Real Time Data Warehouse it's one of the concepts that's been bugging me from quite some time. Partially because I keep hearing it from various software vendors, that are praising the performance of their Database, ETL or Presentation Layer tool. And partially because I’m really wondering if, in the real and complex IT infrastructure of a company, is it really possible. And also if it's really necessary.
Before going forward on this concept, I think it's very necessary to understand what real time and critical means. I'll take as an example the Electronic Stability Program (ESP) implemented as an active security system for car safety. Where active means it will help you preventing a crash. The ESP uses sensors coupled on each wheel, steering wheel and a gyroscope in order to determine if the car is moving in the direction in which the driver intends to. If detects that the car is skidding out of control, it applies individual braking on each wheel, and reduces the engine power, in order to bring the car to the trajectory the driver intended. In this way, the crash is prevented. And this is where you need Real time decisions, because anything less would mean a crash, which would result in a life and death scenario. And it works so good since it uses just a few data, collected in real time, by using components designed only for this purpose.
Now the very real question is if we really need such a Real Time response from a Data Warehouse, considering that it involves huge volumes of data. Are we really talking life and death decisions, based on its data, every split second? My guess is that the answer will be NO. If your business it’s all about split second decisions, than I’m afraid that Business Intelligence and Data Warehousing is really NOT the answer for such problematic. Business Intelligence it's all about better understanding your business, and taking informed business decisions, but this is never real time. Because real time means automation, and a human never takes business decisions in real time. Moreover, I strongly think that a good decision will always take some time to think about it, to analyze the data coming from the BI system from different angles, put it thru the filter of each one personal experience, and only then take the final decision. And either way you look at this process, is not real time.
More realistically, what we would expect from a Data Warehouse would be Near Real time performance, which means minimal latency for the changes from the source system to propagate thru all Data Warehouse layers, up until the Presentation Layer.
First of all, when talking about Near Real time Data Warehouse, we must have a good understanding of what it means at what it involves:
· From business point of view, as a Business Owner, do you really need Near Real time Data Warehouse in order to take business decisions? Is it the business area where company activates so competitive that anything less than Near Real time is not good enough? Beware, I’m not talking here of what the Business Owners would like to have, but what they really need to have. There is a BIG difference between the two approaches:
1. If it's just what the Business Owners would like to have, than the company can function without a problem, even if the data is not refreshed in Near Real time. And this is the case when you want a Formula 1 car, when a decent hatchback is enough for your needs. You might want to go for the F1 car, but, after looking in your pocket, you'll be able to live with the hatchback as well.

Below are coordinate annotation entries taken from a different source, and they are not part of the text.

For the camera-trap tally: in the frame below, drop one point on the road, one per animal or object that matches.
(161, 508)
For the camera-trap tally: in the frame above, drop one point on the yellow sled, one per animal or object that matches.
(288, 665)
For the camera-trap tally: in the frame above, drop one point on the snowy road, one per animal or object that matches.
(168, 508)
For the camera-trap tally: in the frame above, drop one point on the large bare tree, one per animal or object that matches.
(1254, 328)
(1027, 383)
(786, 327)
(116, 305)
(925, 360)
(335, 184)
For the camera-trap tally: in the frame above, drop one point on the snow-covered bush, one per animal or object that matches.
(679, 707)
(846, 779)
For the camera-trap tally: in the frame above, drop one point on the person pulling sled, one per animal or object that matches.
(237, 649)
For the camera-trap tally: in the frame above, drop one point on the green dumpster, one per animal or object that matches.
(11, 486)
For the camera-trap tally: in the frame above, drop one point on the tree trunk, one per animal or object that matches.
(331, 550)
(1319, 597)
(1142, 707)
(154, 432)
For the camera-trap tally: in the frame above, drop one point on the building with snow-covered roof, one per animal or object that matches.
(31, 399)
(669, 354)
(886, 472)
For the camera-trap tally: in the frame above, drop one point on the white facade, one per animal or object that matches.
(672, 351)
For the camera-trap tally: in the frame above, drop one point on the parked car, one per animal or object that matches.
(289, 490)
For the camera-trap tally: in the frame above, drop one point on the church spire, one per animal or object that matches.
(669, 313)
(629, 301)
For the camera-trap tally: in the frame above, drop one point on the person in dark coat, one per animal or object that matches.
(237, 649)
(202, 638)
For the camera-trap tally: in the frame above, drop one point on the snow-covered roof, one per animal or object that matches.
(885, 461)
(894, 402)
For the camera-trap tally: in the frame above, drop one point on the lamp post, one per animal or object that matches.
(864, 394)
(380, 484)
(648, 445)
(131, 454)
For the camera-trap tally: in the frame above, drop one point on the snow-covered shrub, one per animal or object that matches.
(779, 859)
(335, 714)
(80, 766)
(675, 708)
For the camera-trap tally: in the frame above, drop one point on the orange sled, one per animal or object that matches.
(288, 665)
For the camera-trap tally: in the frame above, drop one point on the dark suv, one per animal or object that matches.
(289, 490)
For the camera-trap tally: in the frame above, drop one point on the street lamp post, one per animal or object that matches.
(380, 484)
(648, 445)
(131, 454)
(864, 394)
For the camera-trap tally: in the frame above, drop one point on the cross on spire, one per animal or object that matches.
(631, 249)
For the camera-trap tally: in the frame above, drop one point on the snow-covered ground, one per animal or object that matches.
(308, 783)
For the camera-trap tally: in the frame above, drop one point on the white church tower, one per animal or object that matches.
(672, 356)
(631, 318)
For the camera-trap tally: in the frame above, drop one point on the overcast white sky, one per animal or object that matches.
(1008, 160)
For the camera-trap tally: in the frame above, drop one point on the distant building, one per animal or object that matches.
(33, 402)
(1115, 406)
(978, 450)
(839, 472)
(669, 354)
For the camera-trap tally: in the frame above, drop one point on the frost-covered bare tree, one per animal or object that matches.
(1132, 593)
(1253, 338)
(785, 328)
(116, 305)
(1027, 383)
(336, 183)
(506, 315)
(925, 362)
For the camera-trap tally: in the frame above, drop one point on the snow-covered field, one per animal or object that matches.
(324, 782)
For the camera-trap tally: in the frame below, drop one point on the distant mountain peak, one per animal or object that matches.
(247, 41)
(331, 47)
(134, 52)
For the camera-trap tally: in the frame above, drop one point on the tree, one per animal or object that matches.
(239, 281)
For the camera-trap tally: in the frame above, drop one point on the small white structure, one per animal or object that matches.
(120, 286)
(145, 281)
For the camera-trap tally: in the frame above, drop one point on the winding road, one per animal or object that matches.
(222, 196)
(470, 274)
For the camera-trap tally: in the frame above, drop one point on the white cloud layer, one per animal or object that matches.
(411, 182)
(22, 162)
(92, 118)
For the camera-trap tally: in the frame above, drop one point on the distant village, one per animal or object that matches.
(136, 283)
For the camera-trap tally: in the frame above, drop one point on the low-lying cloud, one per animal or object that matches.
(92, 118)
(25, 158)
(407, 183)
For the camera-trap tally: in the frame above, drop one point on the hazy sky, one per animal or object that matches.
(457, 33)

2. If it’s what the Business Owners need to have, that means that anything less than Near Real time can make the company underperform and even risk taking it out of business. And this is where you really need a Formula 1 car. The only problem is the small difference in price between a decent hatchback and a few hundred million dollars / year for a top of the line Formula 1 team. Therefore, you should be aware that there is a very big difference in price between a regular Batched Data Warehouse, refreshed once or a few times a day, and a Near Real time one. Because, for Near Real time, Performance is the name of the game. And Performance it's always very expensive.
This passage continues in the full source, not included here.